On September 20, 2020 a meeting was held at the residence of Union Home Minister Amit Shah in New Delhi, where one of the key topics of discussion was the next steps to be taken with respect to the Clause 6 committee report.
In February 2020, the Clause 6 Committee constituted by the Ministry of Home Affairs (MHA) had submitted a slew of recommendations pertaining to Constitutional, legislative and administrative safeguards for the interests and culture of Assamese people. The 14-member high-powered Committee had been constituted in July 2019 and had been given six months to submit its report, which it did just days before the deadline.
This Report of the Committee on Implementation of Clause 6 of the Assam Accord was however not made public at that time. Then, six months later, some members of the panel including Arunachal Pradesh Advocate General Nilay Dutta and three members of the All Assam Students Union (AASU) released the report independently.
As per the report, what is key to the Committee’s recommendations is a series of amendments to Article 371 B. The report says, “The Committee is of the opinion that to give full effect to its Recommendations, as stated hereinbelow, several Constitutional and legislative amendments will be necessitated. The existing Article 371-B in the Constitution of India will need to be amended.”
The meeting on September 20, was attended by Chief Minister Sarbananda Sonowal, State minister and North Eastern Democratic Alliance (NEDA) convenor Himanta Biswa Sarma, Union Home Secretary Ajay Kumar Bhalla, Joint Secretary (North-east) Satyendra Garg, and Assam Chief Secretary Kumar Sanjay Krishna, among others. They discussed the future course of action on implementation of the Clause 6 report, grant of Scheduled Tribe status to six communities, implementation of the Bodo Accord and the vital NRC issue, among others.
Speaking to media persons after the meeting, Himanta Biswa Sarma said that since the Clause 6 Committee Report has contents that may require legal amendments, the Union Home Minister has instructed the Chief Minister that the State government should have the report examined by legal experts and determine if there is any need for amendments, and then advise the Centre accordingly.
“The Home Minister does not want the report with legal defects which then may have to be sent back to the State. He wants that the committee’s report should be examined by Constitutional experts so as to ensure that there are no legal lacunae. In future, if the report is stalled because of legal lacunae a wrong signal will go to the people of Assam,” said Sarma.
However, here arises an interesting question. The Committee on implementation of Clause 6 of Assam Accord comprised legal experts like Biplab Kumar Sharma (former Judge, Gauhati High court), Ramesh Barpatragohain (Advocate General of Assam), Nilay Dutta (Advocate General of Arunachal Pradesh), Shantanu Bharali (Legal Advisor to the Chief Minister of Assam) among others.
If the recommendation of such esteemed legal experts requires another round of review, then what was the necessity for inclusion of such legal experts to the committee in the first place? It is alleged that this review is simply an eye wash to placate Bengali Hindus, the core support base of BJP as they have revolted against the report.
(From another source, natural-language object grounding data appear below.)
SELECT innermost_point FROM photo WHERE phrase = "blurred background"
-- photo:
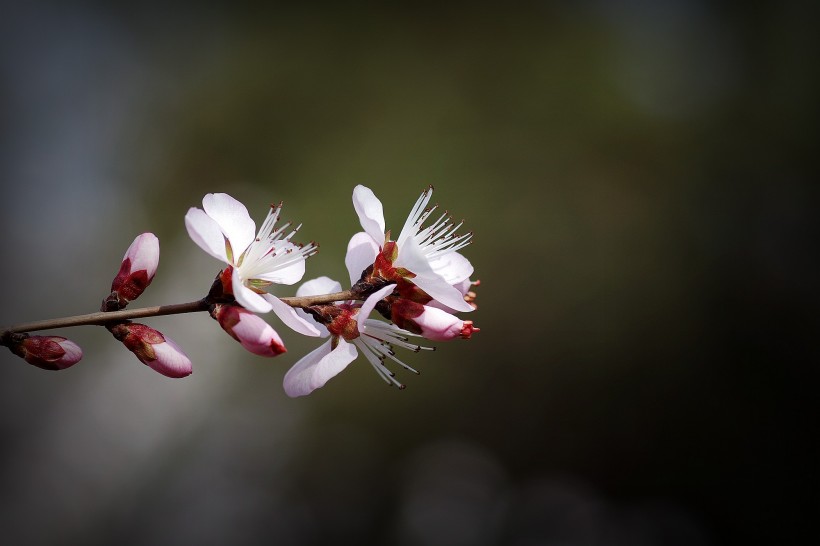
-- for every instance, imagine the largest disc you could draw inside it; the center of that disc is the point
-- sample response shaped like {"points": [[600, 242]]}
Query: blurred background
{"points": [[638, 178]]}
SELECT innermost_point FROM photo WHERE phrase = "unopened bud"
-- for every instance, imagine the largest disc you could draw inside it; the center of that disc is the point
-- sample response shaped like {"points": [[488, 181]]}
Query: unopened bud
{"points": [[249, 329], [46, 352], [430, 322], [136, 272], [153, 349]]}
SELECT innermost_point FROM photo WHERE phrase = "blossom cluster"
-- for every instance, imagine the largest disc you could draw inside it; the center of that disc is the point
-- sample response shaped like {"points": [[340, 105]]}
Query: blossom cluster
{"points": [[402, 291]]}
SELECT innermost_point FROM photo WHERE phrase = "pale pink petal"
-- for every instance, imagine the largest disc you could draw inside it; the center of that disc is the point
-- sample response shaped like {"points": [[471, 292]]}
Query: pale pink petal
{"points": [[205, 232], [361, 253], [290, 274], [170, 361], [233, 219], [439, 325], [410, 256], [144, 254], [317, 367], [370, 304], [288, 315], [72, 355], [452, 267], [319, 286], [370, 211], [314, 287], [257, 336], [246, 297], [444, 293], [463, 287]]}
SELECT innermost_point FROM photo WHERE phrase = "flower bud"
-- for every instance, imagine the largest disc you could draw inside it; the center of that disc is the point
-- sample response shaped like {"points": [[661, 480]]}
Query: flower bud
{"points": [[153, 349], [249, 329], [47, 352], [136, 272], [429, 322]]}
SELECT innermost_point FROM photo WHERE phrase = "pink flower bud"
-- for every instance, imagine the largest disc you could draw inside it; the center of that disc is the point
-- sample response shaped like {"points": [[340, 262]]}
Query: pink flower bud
{"points": [[48, 352], [254, 333], [136, 272], [430, 322], [153, 349]]}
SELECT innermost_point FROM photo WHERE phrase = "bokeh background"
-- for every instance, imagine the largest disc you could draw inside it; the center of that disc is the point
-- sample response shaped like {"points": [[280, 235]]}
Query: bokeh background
{"points": [[639, 177]]}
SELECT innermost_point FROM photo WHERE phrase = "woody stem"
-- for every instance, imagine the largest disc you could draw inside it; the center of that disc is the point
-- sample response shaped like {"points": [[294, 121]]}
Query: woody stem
{"points": [[101, 318]]}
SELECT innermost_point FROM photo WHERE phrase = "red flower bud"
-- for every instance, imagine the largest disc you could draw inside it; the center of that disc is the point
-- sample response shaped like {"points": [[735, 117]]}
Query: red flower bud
{"points": [[136, 272], [153, 349], [249, 329], [47, 352]]}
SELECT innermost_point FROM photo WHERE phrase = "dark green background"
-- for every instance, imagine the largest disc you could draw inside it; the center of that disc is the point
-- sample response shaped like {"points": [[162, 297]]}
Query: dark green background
{"points": [[638, 178]]}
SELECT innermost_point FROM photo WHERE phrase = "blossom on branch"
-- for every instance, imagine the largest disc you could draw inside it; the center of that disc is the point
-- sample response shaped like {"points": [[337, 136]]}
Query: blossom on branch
{"points": [[46, 352], [424, 261], [153, 349], [224, 229], [249, 329], [139, 265]]}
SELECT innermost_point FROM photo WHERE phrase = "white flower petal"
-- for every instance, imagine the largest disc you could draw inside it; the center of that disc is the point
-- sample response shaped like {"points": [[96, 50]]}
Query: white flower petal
{"points": [[246, 297], [318, 367], [233, 220], [318, 286], [441, 291], [452, 267], [370, 303], [289, 274], [288, 315], [205, 232], [361, 253], [370, 211]]}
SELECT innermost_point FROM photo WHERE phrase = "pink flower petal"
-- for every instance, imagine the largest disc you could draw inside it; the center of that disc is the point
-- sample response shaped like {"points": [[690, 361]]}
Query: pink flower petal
{"points": [[233, 219], [205, 232], [444, 293], [370, 211], [257, 336], [318, 367], [144, 254], [361, 253]]}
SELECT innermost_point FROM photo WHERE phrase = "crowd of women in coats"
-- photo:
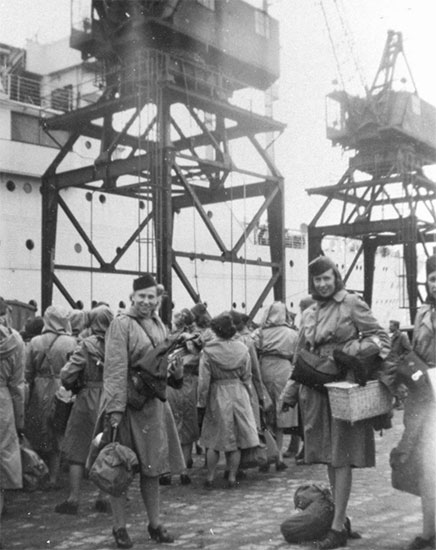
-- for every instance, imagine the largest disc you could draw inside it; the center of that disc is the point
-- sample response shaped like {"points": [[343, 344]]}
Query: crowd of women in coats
{"points": [[227, 380]]}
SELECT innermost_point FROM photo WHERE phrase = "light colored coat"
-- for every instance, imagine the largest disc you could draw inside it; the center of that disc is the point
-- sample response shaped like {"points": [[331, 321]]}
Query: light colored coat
{"points": [[326, 325], [150, 432], [418, 442], [11, 407], [276, 342], [46, 355], [224, 389]]}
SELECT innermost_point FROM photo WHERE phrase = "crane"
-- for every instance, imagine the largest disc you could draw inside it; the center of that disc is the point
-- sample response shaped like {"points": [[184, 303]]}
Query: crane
{"points": [[385, 197]]}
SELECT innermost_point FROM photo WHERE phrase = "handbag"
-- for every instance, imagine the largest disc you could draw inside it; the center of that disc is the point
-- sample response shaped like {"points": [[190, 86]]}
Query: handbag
{"points": [[62, 406], [149, 379], [410, 370], [114, 468], [34, 468], [265, 453], [314, 371], [403, 472]]}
Responding to this, Dr Akhil Ranjan Dutta, Head of the Department, Political Science, Gauhati University, said, “For me the suggestion given by the Union Home Minister to Assam Chief Minister to get the Clause 6 Committee Report 2020 examined by legal experts is rather ironic. The Report has been prepared by a Committee where there are two Advocate Generals of two state governments apart from a High Court Justice (Rtd.) as the Chairperson. Now, how do the legal experts nominated by the State Government examine it? Will it be examined by Constitutional experts? If it is by Constitutional Experts then it is a bit reasonable as they may bring in questions like how do reservations of various kinds up to 80% based on 1951 as the cut off year even for recruitment in the private sector conform to the very premises of universal citizenship.”
Dr Dutta added, “But, more important is the sustainability of the propositions in political and social terms? Will these propositions of reservation up to 80% in all representational bodies contribute towards social harmony and peace that propose to deprive the streams of citizens and their descendants of the period between 1951-71 from constitutional and other safeguards? I am raising these questions for debates and discussions. I am neither endorsing nor rejecting the proposals.”